Instancia es de convocatoria abierta para todos los interesados.  Vecinos, serán protagonistas.  Habrá paneles sobre gestión territorial con un enfoque intersectorial y múltiple. 

Valorar el patrimonio agro-alfarero de la localidad de Quinchamalí como elemento identitario de su territorio donde su artesanía en greda negra y los productos agrícolas toman gran relevancia y son el motor que regula la economía  en el sector, es el objetivo principal del seminario “Encantos de mi Tierra”. 

La actividad organizada por el Programa “Quiero Mi Barrio”, del Ministerio de Vivienda y Urbanismo y ejecutado junto a la Municipalidad de Chillán, busca difundir, promover e incentivar estas instancias culturales que ponen en lo alto las características y particularidades de este Barrio de Interés Regional (BIR) que cuenta con la distinción otorgada por el Consejo de la Cultura y las Artes y reconocidos por la Unesco como “Tesoros Humanos Vivos”. Además su artesanía cuenta con el Sello de Origen otorgado por el Instituto Nacional de Propiedad Industrial. 

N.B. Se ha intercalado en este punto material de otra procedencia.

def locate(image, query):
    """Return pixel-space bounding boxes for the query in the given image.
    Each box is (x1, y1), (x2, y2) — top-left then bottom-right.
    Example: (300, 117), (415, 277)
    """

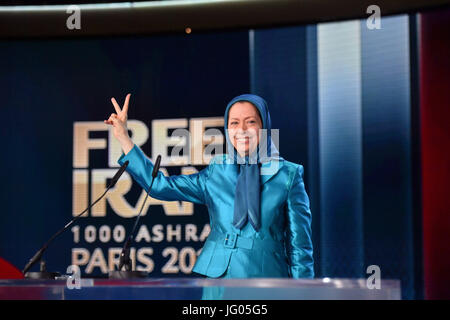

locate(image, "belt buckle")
(223, 233), (237, 249)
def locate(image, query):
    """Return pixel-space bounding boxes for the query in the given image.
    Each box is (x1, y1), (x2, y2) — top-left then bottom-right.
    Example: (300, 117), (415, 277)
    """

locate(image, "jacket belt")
(208, 230), (284, 251)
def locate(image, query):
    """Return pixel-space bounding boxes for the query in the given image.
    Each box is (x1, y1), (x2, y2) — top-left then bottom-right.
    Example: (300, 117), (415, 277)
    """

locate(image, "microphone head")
(152, 155), (161, 178)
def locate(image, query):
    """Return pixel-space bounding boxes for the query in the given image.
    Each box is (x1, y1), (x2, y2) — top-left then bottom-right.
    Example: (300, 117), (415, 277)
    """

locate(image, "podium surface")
(0, 278), (401, 300)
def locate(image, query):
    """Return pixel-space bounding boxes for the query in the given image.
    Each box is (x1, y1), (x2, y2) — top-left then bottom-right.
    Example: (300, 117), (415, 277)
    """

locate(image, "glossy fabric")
(118, 145), (314, 278)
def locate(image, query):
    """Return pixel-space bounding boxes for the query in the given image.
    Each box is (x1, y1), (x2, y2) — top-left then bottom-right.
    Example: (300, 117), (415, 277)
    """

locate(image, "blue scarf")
(224, 94), (282, 231)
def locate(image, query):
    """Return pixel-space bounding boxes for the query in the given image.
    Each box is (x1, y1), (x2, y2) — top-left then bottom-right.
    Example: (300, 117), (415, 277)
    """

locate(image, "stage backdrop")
(0, 15), (422, 298)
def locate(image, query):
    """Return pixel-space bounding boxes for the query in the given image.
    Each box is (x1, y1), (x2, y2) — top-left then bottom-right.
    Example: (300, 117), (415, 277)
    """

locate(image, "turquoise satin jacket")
(118, 145), (314, 278)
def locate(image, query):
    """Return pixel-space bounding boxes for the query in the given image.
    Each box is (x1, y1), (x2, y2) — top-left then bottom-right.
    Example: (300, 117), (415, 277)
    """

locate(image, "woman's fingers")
(111, 98), (122, 114)
(122, 93), (131, 115)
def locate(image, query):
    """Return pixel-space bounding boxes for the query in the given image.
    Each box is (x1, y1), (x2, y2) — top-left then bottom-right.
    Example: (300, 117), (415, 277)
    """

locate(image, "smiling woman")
(105, 94), (314, 298)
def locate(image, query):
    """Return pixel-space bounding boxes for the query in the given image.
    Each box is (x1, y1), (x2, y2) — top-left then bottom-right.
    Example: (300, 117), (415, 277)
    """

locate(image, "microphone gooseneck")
(119, 155), (161, 272)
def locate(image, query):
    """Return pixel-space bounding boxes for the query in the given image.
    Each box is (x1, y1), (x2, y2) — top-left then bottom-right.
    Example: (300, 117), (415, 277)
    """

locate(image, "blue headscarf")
(224, 94), (282, 231)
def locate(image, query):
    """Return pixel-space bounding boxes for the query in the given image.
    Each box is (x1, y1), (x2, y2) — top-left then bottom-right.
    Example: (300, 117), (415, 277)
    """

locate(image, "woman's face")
(228, 101), (262, 157)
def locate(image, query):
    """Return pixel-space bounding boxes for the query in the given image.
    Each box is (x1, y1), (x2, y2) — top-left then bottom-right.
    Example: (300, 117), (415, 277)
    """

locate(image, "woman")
(105, 94), (314, 278)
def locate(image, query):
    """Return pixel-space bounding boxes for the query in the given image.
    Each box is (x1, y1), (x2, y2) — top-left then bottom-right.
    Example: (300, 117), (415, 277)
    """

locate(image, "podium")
(0, 278), (401, 300)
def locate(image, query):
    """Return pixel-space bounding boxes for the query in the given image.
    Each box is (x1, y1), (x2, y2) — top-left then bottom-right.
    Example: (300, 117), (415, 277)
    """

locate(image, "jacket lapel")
(260, 160), (284, 184)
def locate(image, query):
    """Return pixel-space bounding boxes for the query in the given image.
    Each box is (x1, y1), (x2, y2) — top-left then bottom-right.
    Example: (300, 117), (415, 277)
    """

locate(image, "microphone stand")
(22, 161), (129, 279)
(109, 155), (161, 279)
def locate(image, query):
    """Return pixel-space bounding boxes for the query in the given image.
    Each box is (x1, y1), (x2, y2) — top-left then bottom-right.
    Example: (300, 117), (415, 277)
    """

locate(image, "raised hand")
(103, 93), (133, 154)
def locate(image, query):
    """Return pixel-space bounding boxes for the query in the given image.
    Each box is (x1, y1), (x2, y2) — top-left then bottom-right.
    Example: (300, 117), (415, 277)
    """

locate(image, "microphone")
(22, 160), (129, 279)
(109, 155), (161, 279)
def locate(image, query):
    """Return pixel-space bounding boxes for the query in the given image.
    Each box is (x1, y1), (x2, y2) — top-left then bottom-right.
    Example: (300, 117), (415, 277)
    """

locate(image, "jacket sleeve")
(118, 145), (211, 204)
(286, 165), (314, 278)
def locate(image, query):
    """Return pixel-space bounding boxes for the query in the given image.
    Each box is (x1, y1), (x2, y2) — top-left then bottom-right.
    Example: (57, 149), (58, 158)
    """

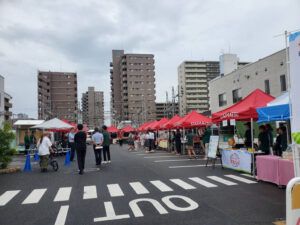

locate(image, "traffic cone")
(34, 152), (40, 162)
(65, 151), (70, 166)
(23, 153), (32, 172)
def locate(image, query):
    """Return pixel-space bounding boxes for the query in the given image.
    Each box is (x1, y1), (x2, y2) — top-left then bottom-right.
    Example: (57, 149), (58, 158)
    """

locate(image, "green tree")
(0, 122), (15, 169)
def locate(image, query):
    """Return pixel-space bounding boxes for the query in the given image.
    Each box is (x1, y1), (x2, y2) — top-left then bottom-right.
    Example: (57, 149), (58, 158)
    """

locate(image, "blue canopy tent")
(256, 92), (290, 123)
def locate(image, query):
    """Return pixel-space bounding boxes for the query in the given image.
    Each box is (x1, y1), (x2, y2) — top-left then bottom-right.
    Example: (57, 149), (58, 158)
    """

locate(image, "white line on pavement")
(54, 187), (72, 202)
(83, 185), (97, 199)
(54, 205), (69, 225)
(189, 177), (218, 188)
(208, 176), (237, 186)
(225, 174), (257, 184)
(22, 188), (47, 204)
(170, 179), (196, 190)
(0, 190), (20, 206)
(129, 182), (149, 195)
(169, 164), (221, 169)
(150, 180), (173, 192)
(107, 184), (124, 197)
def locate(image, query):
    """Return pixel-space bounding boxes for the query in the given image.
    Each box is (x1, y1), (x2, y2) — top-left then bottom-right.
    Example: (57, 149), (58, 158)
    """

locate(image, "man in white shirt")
(37, 131), (54, 172)
(92, 127), (104, 165)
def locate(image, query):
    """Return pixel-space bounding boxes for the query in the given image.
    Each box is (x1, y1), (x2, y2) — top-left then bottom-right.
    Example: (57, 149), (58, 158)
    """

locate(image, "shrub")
(0, 122), (15, 169)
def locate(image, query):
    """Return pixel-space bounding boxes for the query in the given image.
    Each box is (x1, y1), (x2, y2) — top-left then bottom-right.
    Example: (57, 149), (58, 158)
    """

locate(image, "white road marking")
(225, 174), (257, 184)
(150, 180), (173, 192)
(107, 184), (124, 197)
(83, 185), (97, 199)
(129, 182), (149, 195)
(169, 164), (221, 169)
(144, 155), (178, 159)
(54, 187), (72, 202)
(208, 176), (237, 186)
(189, 177), (218, 188)
(22, 188), (47, 204)
(54, 205), (69, 225)
(0, 190), (20, 206)
(170, 179), (196, 190)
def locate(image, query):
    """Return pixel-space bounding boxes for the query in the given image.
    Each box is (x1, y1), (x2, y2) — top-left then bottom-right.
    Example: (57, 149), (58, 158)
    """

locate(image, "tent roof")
(160, 115), (181, 130)
(174, 111), (212, 128)
(31, 118), (74, 130)
(267, 92), (290, 106)
(107, 126), (120, 133)
(14, 120), (45, 126)
(212, 89), (274, 123)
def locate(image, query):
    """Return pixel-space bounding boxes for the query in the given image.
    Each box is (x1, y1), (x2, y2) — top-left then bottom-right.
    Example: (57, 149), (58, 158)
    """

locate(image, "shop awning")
(107, 126), (120, 133)
(212, 89), (274, 123)
(160, 115), (182, 130)
(174, 111), (212, 128)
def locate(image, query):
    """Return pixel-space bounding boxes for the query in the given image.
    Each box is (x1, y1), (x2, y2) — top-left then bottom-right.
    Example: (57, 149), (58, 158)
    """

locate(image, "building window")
(232, 88), (242, 103)
(265, 80), (271, 94)
(219, 93), (227, 107)
(280, 75), (286, 91)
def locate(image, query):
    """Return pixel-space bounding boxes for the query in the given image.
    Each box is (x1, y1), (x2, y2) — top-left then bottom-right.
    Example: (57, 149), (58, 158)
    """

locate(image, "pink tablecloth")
(278, 159), (295, 185)
(256, 155), (280, 185)
(256, 155), (295, 185)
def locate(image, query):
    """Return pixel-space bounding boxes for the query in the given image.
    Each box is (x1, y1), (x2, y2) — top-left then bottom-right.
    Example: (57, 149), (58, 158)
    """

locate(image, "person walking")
(186, 129), (197, 159)
(68, 128), (75, 162)
(102, 125), (111, 163)
(175, 129), (182, 155)
(24, 131), (30, 155)
(37, 131), (54, 173)
(74, 124), (86, 175)
(92, 127), (104, 165)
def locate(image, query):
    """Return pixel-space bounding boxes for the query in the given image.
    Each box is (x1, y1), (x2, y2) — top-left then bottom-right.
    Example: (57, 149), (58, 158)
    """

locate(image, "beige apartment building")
(209, 49), (287, 113)
(81, 87), (104, 129)
(37, 71), (78, 123)
(110, 50), (156, 125)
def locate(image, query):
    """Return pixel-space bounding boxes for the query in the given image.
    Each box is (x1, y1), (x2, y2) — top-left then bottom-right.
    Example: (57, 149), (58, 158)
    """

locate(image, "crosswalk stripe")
(150, 180), (173, 192)
(107, 184), (124, 197)
(170, 179), (196, 190)
(54, 205), (69, 225)
(54, 187), (72, 202)
(208, 176), (237, 186)
(0, 190), (20, 206)
(22, 188), (47, 204)
(189, 177), (218, 188)
(83, 185), (97, 199)
(225, 174), (257, 184)
(129, 182), (149, 195)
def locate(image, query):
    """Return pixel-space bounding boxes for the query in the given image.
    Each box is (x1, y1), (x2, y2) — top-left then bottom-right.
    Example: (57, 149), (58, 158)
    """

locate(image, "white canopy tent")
(30, 118), (74, 130)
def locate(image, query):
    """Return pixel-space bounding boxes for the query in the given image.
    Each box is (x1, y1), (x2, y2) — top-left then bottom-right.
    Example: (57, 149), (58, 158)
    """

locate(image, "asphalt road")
(0, 145), (285, 225)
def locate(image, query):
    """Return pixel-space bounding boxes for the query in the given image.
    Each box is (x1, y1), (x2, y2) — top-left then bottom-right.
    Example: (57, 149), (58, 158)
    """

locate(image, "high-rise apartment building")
(81, 87), (104, 129)
(110, 50), (156, 125)
(178, 58), (247, 116)
(37, 71), (78, 123)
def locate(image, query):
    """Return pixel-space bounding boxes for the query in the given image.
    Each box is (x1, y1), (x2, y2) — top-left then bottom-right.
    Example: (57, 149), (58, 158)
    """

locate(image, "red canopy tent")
(151, 118), (169, 130)
(174, 111), (212, 128)
(121, 125), (135, 133)
(212, 89), (274, 123)
(107, 126), (120, 133)
(160, 115), (182, 130)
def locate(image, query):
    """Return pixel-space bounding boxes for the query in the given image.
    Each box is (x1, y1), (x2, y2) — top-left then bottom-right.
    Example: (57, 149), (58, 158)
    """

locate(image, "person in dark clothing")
(244, 122), (252, 148)
(102, 125), (110, 163)
(24, 131), (30, 155)
(175, 129), (181, 155)
(258, 125), (270, 154)
(74, 124), (86, 175)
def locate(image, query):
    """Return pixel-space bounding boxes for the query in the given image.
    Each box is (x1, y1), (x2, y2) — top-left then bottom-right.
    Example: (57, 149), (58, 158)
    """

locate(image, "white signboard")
(222, 149), (251, 173)
(207, 136), (219, 159)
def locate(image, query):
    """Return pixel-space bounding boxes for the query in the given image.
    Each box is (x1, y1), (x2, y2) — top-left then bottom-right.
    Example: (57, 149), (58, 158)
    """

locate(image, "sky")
(0, 0), (300, 121)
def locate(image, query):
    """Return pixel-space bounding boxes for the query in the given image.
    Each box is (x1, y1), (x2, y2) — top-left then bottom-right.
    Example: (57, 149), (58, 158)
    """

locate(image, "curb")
(0, 167), (21, 174)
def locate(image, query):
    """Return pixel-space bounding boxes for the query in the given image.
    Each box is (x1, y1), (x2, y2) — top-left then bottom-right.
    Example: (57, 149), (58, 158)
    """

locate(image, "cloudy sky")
(0, 0), (300, 123)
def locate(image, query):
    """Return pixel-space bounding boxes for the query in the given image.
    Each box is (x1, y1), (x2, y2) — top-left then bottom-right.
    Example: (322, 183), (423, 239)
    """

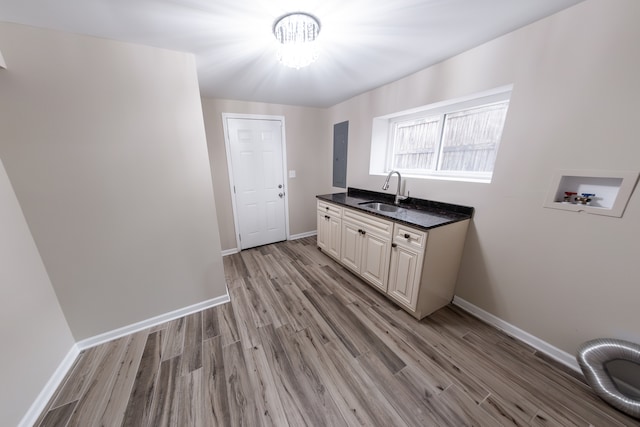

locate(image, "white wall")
(0, 23), (226, 340)
(0, 157), (74, 426)
(328, 0), (640, 360)
(202, 98), (333, 249)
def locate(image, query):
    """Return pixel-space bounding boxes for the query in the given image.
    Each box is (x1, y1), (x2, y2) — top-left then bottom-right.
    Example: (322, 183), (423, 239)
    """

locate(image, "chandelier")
(273, 12), (320, 69)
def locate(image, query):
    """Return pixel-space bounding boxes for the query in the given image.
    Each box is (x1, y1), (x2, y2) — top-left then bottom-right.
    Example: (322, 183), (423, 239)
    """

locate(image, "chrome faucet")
(382, 171), (409, 205)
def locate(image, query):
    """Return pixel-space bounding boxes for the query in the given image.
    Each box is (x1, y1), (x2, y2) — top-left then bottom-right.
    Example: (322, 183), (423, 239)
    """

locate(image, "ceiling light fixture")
(273, 12), (320, 69)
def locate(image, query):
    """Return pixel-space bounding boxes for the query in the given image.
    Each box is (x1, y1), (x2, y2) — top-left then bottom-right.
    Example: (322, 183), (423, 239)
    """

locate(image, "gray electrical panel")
(333, 121), (349, 188)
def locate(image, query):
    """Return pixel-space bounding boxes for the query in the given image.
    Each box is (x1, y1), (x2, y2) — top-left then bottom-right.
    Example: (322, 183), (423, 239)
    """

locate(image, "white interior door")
(226, 117), (287, 249)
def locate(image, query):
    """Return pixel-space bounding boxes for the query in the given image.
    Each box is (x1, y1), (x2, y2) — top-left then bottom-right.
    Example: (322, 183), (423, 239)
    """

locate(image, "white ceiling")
(0, 0), (582, 107)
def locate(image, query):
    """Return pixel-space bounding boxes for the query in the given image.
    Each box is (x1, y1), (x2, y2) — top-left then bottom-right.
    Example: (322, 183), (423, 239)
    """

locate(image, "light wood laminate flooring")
(36, 237), (640, 427)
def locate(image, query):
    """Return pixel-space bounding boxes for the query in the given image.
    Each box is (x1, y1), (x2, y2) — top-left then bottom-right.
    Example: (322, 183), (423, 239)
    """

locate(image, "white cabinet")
(340, 209), (393, 292)
(388, 219), (470, 319)
(317, 200), (470, 319)
(387, 224), (427, 310)
(317, 200), (342, 260)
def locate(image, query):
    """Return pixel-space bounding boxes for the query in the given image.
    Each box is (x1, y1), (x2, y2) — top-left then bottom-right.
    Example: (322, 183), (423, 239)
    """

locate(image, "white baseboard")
(18, 344), (80, 427)
(453, 296), (581, 372)
(76, 291), (231, 350)
(289, 230), (318, 240)
(222, 248), (240, 256)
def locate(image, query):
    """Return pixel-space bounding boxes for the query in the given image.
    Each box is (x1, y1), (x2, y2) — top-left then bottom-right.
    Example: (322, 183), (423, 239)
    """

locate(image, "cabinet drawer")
(342, 209), (393, 236)
(318, 200), (342, 218)
(393, 223), (427, 251)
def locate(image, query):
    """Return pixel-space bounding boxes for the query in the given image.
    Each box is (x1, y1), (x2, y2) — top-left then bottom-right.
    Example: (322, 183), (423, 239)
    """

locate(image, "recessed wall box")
(544, 170), (639, 218)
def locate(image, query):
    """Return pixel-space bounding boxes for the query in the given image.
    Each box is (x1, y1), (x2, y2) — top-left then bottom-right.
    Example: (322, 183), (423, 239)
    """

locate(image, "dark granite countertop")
(316, 187), (473, 230)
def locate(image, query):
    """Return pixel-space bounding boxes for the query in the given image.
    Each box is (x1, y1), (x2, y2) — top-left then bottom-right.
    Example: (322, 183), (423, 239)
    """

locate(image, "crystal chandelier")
(273, 12), (320, 69)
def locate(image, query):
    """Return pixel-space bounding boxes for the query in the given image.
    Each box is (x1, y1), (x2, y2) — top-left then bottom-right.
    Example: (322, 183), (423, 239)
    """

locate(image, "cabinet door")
(340, 221), (362, 273)
(360, 232), (391, 292)
(325, 216), (342, 259)
(387, 246), (424, 310)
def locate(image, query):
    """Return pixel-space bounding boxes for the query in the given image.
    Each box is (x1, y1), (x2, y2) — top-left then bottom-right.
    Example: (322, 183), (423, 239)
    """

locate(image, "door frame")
(222, 113), (290, 252)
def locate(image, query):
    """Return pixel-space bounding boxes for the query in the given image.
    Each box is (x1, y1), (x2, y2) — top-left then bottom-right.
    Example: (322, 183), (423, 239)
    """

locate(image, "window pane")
(440, 102), (509, 172)
(392, 116), (440, 169)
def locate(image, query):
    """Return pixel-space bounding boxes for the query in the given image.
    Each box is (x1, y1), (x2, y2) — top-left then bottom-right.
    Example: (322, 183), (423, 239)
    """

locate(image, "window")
(371, 88), (511, 182)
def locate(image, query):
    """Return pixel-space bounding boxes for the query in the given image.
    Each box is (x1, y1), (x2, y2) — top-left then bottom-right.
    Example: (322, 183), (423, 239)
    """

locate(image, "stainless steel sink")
(360, 202), (404, 212)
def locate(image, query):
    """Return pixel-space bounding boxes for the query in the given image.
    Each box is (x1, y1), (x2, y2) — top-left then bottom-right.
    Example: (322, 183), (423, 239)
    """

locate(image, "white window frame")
(369, 85), (513, 183)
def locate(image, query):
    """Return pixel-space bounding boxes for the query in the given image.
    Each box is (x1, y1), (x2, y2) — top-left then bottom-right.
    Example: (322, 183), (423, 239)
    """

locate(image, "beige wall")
(0, 24), (226, 340)
(0, 157), (74, 426)
(202, 98), (333, 250)
(329, 0), (640, 354)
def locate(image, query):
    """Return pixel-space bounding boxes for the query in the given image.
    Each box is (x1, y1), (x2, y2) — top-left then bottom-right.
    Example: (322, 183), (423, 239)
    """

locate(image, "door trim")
(222, 113), (290, 252)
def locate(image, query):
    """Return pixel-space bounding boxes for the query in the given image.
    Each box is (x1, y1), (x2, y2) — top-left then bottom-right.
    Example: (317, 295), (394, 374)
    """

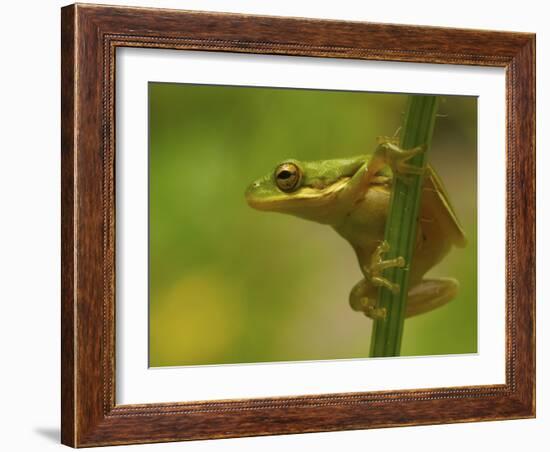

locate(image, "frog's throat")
(248, 176), (350, 210)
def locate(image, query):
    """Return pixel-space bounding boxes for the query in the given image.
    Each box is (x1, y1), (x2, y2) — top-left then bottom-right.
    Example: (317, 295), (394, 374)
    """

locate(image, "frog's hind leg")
(405, 278), (459, 318)
(349, 279), (386, 320)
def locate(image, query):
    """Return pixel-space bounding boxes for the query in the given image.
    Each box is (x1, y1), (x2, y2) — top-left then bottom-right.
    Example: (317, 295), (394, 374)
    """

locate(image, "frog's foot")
(376, 135), (399, 146)
(405, 278), (459, 317)
(363, 240), (405, 294)
(361, 297), (388, 320)
(372, 141), (426, 176)
(349, 279), (386, 320)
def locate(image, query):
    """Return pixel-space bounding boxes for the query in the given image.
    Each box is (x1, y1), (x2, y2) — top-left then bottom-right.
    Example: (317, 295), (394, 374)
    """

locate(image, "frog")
(245, 137), (467, 320)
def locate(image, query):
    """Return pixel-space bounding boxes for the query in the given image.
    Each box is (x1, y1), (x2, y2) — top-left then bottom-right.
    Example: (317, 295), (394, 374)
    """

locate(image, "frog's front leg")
(350, 241), (405, 319)
(367, 137), (426, 177)
(350, 278), (459, 320)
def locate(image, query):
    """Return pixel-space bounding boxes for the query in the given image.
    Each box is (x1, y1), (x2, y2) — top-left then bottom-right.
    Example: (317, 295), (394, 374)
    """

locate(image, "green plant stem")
(370, 95), (438, 357)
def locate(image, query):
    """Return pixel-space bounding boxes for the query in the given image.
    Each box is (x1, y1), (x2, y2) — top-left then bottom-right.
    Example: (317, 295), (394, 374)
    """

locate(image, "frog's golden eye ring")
(275, 163), (302, 193)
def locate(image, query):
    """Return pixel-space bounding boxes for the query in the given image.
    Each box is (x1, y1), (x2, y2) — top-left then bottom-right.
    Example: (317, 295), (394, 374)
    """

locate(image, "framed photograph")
(61, 4), (535, 447)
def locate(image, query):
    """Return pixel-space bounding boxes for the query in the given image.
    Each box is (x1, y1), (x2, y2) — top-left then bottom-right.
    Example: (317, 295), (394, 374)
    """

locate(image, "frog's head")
(245, 156), (365, 223)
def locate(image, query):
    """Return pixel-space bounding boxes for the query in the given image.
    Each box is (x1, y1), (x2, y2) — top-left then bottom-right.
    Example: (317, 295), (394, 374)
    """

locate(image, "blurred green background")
(149, 83), (477, 367)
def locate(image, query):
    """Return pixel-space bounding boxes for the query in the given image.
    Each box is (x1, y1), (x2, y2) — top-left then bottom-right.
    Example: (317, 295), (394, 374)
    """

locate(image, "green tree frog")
(245, 139), (466, 319)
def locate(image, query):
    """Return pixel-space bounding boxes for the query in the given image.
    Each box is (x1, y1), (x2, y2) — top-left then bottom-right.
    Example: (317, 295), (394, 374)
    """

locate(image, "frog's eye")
(275, 163), (302, 193)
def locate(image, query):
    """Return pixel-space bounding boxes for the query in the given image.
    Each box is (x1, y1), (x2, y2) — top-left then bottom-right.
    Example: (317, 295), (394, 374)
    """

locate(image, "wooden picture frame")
(61, 4), (535, 447)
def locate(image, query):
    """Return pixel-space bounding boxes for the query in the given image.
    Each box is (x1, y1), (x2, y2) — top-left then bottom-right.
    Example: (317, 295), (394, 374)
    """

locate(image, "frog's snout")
(244, 181), (260, 208)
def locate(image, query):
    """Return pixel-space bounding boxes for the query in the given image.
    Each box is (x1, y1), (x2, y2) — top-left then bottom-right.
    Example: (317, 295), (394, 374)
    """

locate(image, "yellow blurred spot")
(150, 273), (242, 367)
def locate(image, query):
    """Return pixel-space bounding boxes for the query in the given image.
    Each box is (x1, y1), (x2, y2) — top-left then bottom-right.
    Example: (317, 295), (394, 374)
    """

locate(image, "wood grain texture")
(61, 4), (535, 447)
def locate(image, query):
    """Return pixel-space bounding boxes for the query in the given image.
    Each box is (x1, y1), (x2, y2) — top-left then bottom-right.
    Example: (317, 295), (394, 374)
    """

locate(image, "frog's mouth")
(245, 176), (350, 213)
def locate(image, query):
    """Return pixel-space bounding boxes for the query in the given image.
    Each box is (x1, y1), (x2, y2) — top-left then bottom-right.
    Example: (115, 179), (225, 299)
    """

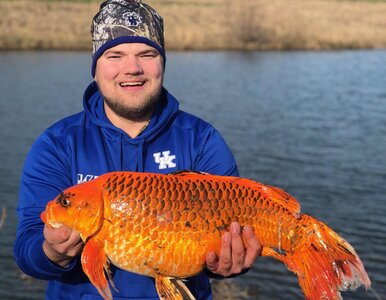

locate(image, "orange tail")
(263, 215), (371, 300)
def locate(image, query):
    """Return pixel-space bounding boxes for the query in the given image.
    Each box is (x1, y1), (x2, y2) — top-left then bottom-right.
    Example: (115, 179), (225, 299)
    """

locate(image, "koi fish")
(41, 172), (370, 300)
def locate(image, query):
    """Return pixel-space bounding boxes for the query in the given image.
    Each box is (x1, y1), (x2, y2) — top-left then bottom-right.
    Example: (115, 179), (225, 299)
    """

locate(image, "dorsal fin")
(239, 178), (301, 218)
(170, 170), (300, 218)
(169, 170), (210, 176)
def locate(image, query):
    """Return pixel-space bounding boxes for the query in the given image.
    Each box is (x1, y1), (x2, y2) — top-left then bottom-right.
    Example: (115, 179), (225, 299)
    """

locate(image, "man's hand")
(206, 222), (262, 277)
(43, 226), (83, 268)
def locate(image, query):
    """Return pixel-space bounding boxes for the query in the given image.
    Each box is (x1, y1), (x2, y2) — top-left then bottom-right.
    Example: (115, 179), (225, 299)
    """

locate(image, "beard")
(102, 85), (161, 121)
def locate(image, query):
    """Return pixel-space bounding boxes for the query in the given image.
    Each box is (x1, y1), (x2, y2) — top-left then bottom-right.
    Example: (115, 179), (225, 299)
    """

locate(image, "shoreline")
(0, 0), (386, 51)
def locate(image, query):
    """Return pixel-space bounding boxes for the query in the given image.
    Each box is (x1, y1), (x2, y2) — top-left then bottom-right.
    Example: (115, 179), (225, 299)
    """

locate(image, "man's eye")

Jaime Arévalo, seremi de Vivienda, dijo que “esta instancia representa una verdadera posibilidad de poner en manifiesto la relevancia que significa la localidad de Quinchamalí para la región y el mundo”. Agregó que no es menor tener la posibilidad de conocer lo que fue la representación de las alfareras en Bío Bío China Week, con una muestra artesanal tan importante e identitaria. El evento considerará distintos paneles guiados por expertos, sumando la valoración del patrimonio intangible. Para el primer día, en Quinchamalí se considera la fabricación de piezas de greda in situ incluidos los relatos y poemas vinculados al oficio artesanal.

Para el segundo día, en Chillán, se mostrará  la experiencia asociativa e innovativa del proyecto que puso en valor la artesanía de Quinchamalí para Bío Bío Week, en China, donde se realzará y además se exhibirá una réplica itinerante de la importante muestra, en honor a Violeta Parra, que realizaron siete alfareras y un alfarero, quienes desplegaron su creación y talento para la confección de los juegos de loza de comestibles que se lucieron en el país asiático, en septiembre pasado.